I finally ordered my new coat.  I ordered 2 coats in different colours and sizes to try, and they arrived yesterday.  I tried them both, and this is the one that stays.  The other was a deep burgundy which is usually one of my colours, but it’s a duller shade and doesn’t work apart from being so big that I’m swamped by it.  It’s rather a shock to me to see how much I’ve shrunk and to look at myself is not something I particularly enjoy.  The one thing this coat has done is convince me to update some of my wardrobe so I’m not wearing things that are hugely oversized and don’t fit me well.  I’ve ordered a few dresses to change my look a bit and they should be here in the next few days (no, not from Amazon) so there may be other photos of me looking less disheveled!  

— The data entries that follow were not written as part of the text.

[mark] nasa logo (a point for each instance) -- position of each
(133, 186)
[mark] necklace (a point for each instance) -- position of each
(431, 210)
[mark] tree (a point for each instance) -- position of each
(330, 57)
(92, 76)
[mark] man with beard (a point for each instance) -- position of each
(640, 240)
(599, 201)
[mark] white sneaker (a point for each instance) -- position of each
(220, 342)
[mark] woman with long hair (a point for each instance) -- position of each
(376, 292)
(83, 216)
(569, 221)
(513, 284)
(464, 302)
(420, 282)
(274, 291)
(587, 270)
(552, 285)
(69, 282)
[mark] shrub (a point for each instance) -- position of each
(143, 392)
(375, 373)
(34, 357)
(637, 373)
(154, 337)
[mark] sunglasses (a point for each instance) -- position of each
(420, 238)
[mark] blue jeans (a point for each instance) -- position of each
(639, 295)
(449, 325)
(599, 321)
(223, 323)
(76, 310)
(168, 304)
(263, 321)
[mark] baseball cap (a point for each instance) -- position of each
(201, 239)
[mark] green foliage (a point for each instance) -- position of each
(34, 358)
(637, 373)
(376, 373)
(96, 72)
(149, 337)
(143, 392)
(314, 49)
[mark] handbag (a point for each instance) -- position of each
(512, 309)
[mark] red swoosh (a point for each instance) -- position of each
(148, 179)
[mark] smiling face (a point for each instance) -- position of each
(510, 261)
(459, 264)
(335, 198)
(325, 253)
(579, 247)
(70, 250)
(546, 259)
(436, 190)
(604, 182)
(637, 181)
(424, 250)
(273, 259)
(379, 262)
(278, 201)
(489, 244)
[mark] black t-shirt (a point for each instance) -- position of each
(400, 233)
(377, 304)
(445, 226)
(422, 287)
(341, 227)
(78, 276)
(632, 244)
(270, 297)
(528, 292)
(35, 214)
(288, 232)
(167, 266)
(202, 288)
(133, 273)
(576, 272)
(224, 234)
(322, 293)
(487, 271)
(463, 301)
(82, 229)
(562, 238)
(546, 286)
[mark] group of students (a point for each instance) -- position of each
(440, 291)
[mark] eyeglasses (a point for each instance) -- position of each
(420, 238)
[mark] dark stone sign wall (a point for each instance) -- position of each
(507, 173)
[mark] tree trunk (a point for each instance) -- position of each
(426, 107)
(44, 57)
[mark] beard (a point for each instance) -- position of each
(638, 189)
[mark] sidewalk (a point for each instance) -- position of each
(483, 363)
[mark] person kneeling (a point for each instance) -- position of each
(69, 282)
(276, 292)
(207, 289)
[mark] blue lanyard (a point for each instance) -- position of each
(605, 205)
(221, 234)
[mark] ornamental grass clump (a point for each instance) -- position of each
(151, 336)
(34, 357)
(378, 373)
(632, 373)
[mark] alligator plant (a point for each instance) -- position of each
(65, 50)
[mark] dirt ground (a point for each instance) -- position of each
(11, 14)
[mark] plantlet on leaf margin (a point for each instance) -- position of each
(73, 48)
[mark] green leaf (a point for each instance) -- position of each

I’m off to make my soup now, and then back to my book where a murder is imminent (I hope) and I’m looking forward to reading about it… the victim is a truly horrible person who deserves this comeuppance, and I’m not ashamed to admit that I’m hoping that the murder is brutal but I think the murderer should get a medal for services to humanity 😝 OK, I’m not violent, but in this instance he’s such a vile person that this seems an appropriate end!  (Frankly, there are maybe 3 decent characters in the book, but the explosions are fun) Good night!